Note: I can access the points of the matrix via its method of: MyMatrix[1].points[0].x_cord; (this is just an example)
Sample code that produces problem:
STRUCTS:
struct matrice {
char M_name[256];
int num_points[128];
int set_points[128];
int hasValues[1];
struct matrice_points * points;
} * MyMatrix;
struct matrice_points {
int set[1];
double cord_x;
double cord_y;
};
Setup Matrix Function:
void setupMatrix(){
MyMatrix = calloc(1, sizeof(*MyMatrix));
numMatrix = 1;
}
Grow Matrix Function:
void growMatrix(){
MyMatrix = realloc(MyMatrix, numMatrix * 2 * sizeof(*MyMatrix));
numMatrix = numMatrix * 2;
}
Add Matrix Function which outputs this problem after growing the matrix once.

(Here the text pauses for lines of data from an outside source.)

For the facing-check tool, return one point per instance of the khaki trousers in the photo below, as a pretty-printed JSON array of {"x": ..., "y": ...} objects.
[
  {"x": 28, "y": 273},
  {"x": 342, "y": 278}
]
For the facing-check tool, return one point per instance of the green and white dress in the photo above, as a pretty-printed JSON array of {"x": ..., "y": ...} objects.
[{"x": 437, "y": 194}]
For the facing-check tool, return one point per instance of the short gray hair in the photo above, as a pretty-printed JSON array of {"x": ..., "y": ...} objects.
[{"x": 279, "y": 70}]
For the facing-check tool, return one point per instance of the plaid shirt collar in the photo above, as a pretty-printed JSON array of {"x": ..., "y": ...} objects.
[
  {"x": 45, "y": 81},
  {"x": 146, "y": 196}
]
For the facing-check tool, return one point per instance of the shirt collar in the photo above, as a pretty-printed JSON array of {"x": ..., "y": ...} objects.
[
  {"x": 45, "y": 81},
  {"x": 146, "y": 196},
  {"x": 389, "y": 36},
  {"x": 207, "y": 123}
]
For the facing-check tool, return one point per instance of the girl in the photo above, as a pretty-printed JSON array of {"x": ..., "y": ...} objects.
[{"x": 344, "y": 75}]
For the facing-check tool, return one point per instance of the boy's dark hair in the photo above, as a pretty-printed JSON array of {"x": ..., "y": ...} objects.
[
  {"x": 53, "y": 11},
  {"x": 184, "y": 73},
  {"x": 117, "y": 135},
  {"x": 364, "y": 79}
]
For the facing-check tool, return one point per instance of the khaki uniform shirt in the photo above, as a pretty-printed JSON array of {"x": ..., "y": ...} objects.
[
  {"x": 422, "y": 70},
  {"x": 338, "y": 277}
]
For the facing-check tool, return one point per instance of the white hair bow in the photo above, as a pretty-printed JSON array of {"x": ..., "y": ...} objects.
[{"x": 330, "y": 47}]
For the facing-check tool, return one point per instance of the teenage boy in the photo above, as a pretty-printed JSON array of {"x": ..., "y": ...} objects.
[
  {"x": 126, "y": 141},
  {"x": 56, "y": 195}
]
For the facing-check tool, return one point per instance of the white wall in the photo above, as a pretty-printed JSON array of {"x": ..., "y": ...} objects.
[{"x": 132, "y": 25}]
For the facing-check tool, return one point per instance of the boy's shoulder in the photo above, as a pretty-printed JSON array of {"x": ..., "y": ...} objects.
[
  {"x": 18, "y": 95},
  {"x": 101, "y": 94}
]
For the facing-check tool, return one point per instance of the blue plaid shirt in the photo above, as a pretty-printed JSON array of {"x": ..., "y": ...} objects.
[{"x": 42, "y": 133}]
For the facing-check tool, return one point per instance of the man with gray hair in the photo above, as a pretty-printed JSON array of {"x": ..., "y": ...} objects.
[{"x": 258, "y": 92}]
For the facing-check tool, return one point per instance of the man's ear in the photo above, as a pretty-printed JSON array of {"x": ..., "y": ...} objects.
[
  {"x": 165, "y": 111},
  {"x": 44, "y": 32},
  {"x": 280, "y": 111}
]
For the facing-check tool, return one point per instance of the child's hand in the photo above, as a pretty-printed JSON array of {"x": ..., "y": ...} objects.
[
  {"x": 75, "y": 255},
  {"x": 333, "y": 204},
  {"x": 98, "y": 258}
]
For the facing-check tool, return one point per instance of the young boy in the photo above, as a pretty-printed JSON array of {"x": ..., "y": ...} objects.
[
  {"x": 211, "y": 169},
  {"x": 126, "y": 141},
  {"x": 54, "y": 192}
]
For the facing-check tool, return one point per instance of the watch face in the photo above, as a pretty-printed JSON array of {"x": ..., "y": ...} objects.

void addMatrix(char Name, int Location){
int exists = 0;
int existsLocation = 0;
for (int i = 0; i < numMatrix; i++){
if (strcmp(MyMatrix[i].M_name, &Name) == 0){
exists = 1;
existsLocation = i;
}
}
*MyMatrix[Location].M_name = Name;
printf("Stored Name: %s\n", MyMatrix[Location].M_name);
*MyMatrix[Location].num_points = 1;
*MyMatrix[Location].set_points = 0;
*MyMatrix[Location].hasValues = 1;
MyMatrix[Location].points = calloc(1, sizeof(*MyMatrix[Location].points));
}
void addMatrix(char Name, int Location)
char Name represents a single char, i.e. a integer-type quantity. char is just a number, it's not a string at all.
When you do this:
strcmp(..., &Name)
you're assuming that the location where that one character is stored represents a valid C string. This is wrong, there is no reason why this should be the case. If you want to pass a C string to this function, you will need to declare it like this:
void addMatrix(char *Name, int Location)
Then you need to copy that C string into the appropriate place in your matrix structure. It should look like:
strncpy(... .M_name, Name, max_number_of_chars_you_can_store_in_M_Name);
Also these field definitions are strange in your struct:
int num_points[128];
int set_points[128];
int hasValues[1];
This means that your struct will contain an array of 128 ints called num_points, another array of 128 ints calls set_points, and an array of one int (strange) called hasValues. If you only need to store the count of total points and set points, and a flag indicating whether values are stored, the definition should be:
int num_points;
int set_points;
int hasValues;
and correct the assignments in your addMatrix function.
If you do need those arrays, then your assignments as they are are wrong also.
Please turn on all warnings in your compiler.
Try adding '\0' to the end of your data.
*MyMatrix[Location].M_name = Name;
You're copying a single character here, not a string. If you want a string, Name should be defined as char *, and you should be using strcpy.